J’espère que vous allez bien.

J’ai le plaisir de vous annoncer la réouverture du cabinet diététique.

Après le confinement, c est le moment de refaire le point sur ses comportements alimentaires. Une alimentation équilibrée permet de préserver ses défenses immunitaires et de maintenir un poids approprié afin de limiter les risques de maladie chronique.
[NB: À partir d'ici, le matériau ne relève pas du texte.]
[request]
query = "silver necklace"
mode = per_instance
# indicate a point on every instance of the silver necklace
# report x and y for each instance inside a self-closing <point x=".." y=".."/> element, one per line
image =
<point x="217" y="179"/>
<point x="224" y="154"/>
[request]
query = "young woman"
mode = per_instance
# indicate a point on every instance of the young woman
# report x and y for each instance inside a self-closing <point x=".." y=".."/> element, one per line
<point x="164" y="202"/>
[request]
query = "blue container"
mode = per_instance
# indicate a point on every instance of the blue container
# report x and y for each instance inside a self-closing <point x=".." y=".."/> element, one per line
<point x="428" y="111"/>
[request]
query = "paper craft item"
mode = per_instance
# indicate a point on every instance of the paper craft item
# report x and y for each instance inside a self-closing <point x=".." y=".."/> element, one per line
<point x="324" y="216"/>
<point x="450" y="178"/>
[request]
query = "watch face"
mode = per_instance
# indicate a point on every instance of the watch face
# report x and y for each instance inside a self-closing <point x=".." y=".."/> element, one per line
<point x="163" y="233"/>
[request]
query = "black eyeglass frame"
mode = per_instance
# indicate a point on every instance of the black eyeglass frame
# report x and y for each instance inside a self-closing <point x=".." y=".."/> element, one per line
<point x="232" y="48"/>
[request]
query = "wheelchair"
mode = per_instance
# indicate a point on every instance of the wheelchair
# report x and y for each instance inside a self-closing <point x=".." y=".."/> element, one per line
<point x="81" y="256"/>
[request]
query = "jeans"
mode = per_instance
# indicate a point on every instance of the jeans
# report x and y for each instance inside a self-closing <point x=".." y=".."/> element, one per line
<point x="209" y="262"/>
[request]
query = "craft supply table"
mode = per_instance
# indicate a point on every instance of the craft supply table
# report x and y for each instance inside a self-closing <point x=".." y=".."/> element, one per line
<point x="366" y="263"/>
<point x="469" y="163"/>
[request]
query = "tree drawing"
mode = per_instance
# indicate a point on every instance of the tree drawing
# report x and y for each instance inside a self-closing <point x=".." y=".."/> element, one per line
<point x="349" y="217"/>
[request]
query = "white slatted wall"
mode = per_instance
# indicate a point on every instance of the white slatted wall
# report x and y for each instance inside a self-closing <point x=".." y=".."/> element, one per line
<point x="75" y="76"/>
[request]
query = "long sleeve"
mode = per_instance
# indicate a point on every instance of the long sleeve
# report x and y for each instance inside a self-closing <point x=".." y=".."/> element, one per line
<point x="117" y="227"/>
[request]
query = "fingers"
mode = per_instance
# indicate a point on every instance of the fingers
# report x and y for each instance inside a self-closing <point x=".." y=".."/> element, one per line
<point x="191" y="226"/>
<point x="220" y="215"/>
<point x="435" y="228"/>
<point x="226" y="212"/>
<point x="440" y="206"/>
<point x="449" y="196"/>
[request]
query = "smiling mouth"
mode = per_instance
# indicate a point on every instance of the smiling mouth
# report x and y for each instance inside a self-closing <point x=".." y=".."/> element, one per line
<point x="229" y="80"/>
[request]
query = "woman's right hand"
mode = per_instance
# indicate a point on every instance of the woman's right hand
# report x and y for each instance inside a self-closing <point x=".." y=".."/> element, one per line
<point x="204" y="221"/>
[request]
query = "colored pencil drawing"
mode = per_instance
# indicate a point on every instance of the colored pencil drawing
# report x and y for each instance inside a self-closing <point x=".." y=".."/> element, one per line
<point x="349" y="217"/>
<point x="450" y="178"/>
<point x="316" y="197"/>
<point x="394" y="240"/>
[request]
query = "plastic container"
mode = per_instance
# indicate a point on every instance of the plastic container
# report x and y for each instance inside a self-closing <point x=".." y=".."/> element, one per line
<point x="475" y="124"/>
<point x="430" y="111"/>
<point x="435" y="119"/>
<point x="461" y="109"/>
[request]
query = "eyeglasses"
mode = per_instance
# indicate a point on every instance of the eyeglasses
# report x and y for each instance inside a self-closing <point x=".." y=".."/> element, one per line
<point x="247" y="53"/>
Selon une étude récente (réalisée par l’IFOP, commandée par Darwin Nutrition), les Français auraient pris 2,5 kilos depuis le début du confinement. Pas de panique, avec une alimentation et une activité physique adaptées, tout va rentrer dans l’ordre. 🙂

Pour les personnes dites « à risque » ou pour ceux qui préfèrent, nous maintenons en parallèle les téléconsultations. D’ailleurs, nous avons,  pendant cette période particulière, mis en place des téléconsultations avec un suivi hebdomadaire qui a séduit de nombreux patients. Un appel de 20 minutes par semaine permet de faire le point sur les objectifs, les nouvelles habitudes mises en place, les difficultés et de mesurer les résultats obtenus, sans rien lâcher :).  Nous prévoyons de continuer à proposer ce suivi avec une visite mensuelle au cabinet. Nous sommes à votre disposition pour plus d’informations si cela vous intéresse.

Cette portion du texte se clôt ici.